Sénégal: L'hivernage s'installe avec ses dégâts - Deux morts à Matam

La pluie abondante qui s'est abattue dimanche dans la nuit sur la région a entraîné plusieurs dégâts d'eau dans les localités de Bokidiawé, Matam, Sinthiou Mogo et Taïba Nguéyène où l'affaissement d'un bâtiment R +1, a conduit à la mort de deux personnes d'une même famille.

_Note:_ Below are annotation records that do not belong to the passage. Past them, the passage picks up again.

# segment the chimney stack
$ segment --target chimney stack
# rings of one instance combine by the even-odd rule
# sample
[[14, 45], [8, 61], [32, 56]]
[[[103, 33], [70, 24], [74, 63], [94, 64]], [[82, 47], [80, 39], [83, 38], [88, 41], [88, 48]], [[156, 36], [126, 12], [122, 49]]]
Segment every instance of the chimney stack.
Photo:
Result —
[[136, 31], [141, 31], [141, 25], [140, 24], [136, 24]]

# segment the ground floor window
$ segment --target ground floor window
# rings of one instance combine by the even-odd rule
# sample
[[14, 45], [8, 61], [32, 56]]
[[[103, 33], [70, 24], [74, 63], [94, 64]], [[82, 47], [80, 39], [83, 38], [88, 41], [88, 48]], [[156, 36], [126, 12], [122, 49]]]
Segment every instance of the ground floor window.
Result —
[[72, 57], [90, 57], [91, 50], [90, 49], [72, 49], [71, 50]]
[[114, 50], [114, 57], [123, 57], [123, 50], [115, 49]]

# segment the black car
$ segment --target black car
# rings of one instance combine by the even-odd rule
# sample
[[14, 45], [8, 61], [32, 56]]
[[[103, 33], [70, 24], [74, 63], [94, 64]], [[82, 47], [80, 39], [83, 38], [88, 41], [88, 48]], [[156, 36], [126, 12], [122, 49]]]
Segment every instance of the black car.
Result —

Ponts submergés par les eaux, routes coupées, maisons inondées, affaissement de bâtiments et mort d'hommes, le Fouta souffre du trop plein d'eau. Des dégâts matériels ont été enregistrés après la forte pluie qui s'est abattue dans la nuit du dimanche au lundi 2 août 2021 dans la région de Matam avec pas moins de 350 mm de pluie qui ont été enregistrés dans les localités de Bokidiawé, dont le lycée a été submergé par l'eau et la ville de Matam où les fortes précipitations ont conduit à l'inondation de certaines habitations situées dans les zones basses

S'il reste indiqué que dans ces localités, les problèmes d'inondation relèvent en partie de la forte stagnation des eaux de pluies, dans le village de Sinthiou Mogo, où la pluie a fini d'hanter le sommeil des populations, ils sont d'une autre nature. Au niveau du village, des voix se sont fait entendre, ne jugent pas «les inondations de phénomène exceptionnelle lié à la forte production de pluie».

Mamadou Demba Sy, un élu local, conseiller à la mairie de Nabadji Civol qui s'est ouvert à la presse, indexe du doigt les travaux de l'Agéroute. «Durant la réhabilitation de la route nationale numéro 2, l'entreprise a validé de petits ponts en lieu et place de très bons 'daleaux' qui existaient avant, on a aussi remplacé un radier submersible par un petit pont. Et pourtant, ce radier permettait l'évacuation des eaux», a-t-il fait savoir. Avant d'alerter qu'au regard de la situation, «s'il n'y a pas une intervention rapide de l'entreprise pour dévier la voie de l'eau, une partie de Sinthiou Mogo est menacée de disparition».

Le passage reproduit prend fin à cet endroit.